Luiz Tanure
css apr 08, 2026 5 min read

Margin collapse, again

Every few years a junior dev rediscovers margin collapse and writes a thread about it. This is mine, except I'm trying to make peace with the rule, not abolish it.

Margin collapse is one of those CSS rules people remember as a gotcha. You set margin-bottom: 32px on a heading and margin-top: 32px on the paragraph below it, expecting 64px between them. You get 32px. The internet calls this a bug.

It’s not a bug

The rule is older than CSS-the-spec. Print typography has worked this way for centuries: when two block-level elements meet vertically, the larger of their two surrounding margins wins. The smaller one is absorbed.

This makes sense if you think of margin not as space I want around me but as the minimum distance I require from my neighbour. Two elements both saying “I want 32px of breathing room” don’t need 64px between them, they need 32px, and they both get what they asked for.

When it breaks

The rule breaks when a parent’s margin starts to collapse with its first child’s margin. You add a wrapper, the wrapper has no padding, and suddenly the child’s margin-top punches a hole through the parent and pushes the parent down.

Three escape hatches, in increasing order of weight:

  1. padding-top: 1px on the parent. Cheap and ugly.
  2. display: flow-root on the parent. The newest, cleanest answer.
  3. A flex or grid container. Margin collapse doesn’t happen inside flex/grid, period.

I default to flow-root now. It’s a one-line opt-out with no layout side-effects.

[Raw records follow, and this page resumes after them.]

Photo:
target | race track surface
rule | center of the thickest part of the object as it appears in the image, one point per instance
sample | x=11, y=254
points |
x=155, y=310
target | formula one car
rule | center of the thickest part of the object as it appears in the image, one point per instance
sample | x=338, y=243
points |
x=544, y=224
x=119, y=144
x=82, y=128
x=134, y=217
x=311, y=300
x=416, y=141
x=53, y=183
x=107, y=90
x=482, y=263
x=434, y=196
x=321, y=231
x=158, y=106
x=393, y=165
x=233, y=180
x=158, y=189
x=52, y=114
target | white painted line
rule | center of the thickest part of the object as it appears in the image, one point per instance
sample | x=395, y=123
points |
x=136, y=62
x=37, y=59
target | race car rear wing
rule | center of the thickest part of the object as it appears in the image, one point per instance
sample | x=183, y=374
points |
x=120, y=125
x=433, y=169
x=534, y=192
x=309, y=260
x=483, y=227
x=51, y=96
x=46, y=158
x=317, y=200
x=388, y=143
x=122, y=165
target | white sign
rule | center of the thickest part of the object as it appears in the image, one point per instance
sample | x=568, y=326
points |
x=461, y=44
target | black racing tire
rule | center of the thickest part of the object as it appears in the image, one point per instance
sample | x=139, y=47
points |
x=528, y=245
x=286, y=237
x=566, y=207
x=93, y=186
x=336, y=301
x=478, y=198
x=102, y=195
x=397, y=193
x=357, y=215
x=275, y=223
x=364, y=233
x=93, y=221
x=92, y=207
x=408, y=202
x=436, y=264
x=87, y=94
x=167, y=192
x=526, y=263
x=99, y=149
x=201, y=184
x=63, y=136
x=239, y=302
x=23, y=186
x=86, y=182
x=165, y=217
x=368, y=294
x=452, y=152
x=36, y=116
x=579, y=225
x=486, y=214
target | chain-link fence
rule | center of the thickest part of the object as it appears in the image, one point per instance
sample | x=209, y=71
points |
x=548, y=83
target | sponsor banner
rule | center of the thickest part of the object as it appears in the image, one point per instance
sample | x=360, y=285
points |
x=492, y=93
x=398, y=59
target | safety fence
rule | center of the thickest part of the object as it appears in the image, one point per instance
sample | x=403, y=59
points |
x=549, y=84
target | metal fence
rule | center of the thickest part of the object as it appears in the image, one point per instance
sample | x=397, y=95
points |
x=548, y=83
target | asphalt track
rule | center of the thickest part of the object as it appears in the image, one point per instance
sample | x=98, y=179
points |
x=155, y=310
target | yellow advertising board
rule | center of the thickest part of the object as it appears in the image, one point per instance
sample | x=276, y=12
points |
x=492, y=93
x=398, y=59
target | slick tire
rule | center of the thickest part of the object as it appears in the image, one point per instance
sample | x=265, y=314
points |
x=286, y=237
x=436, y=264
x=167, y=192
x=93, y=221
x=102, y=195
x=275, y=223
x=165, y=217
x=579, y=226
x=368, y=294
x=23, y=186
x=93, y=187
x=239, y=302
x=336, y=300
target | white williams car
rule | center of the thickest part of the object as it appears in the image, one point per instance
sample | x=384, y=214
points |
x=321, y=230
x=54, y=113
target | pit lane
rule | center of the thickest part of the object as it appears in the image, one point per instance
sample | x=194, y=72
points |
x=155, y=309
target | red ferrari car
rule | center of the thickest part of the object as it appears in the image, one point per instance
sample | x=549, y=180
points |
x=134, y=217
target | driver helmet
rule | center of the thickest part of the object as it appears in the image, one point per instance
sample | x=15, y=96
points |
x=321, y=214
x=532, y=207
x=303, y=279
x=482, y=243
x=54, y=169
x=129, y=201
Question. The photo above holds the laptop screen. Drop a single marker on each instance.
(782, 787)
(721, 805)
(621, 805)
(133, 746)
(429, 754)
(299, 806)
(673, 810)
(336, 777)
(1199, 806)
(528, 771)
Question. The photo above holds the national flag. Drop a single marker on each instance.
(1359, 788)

The thing I keep forgetting

margin-block is the logical-property version. margin-block-start and margin-block-end collapse exactly the same way margin-top and margin-bottom do, but the rule still confuses my brain because the names don’t say “vertical” anymore. RTL languages still get vertical collapse on the block axis. Nothing changes, but the mental model has to update.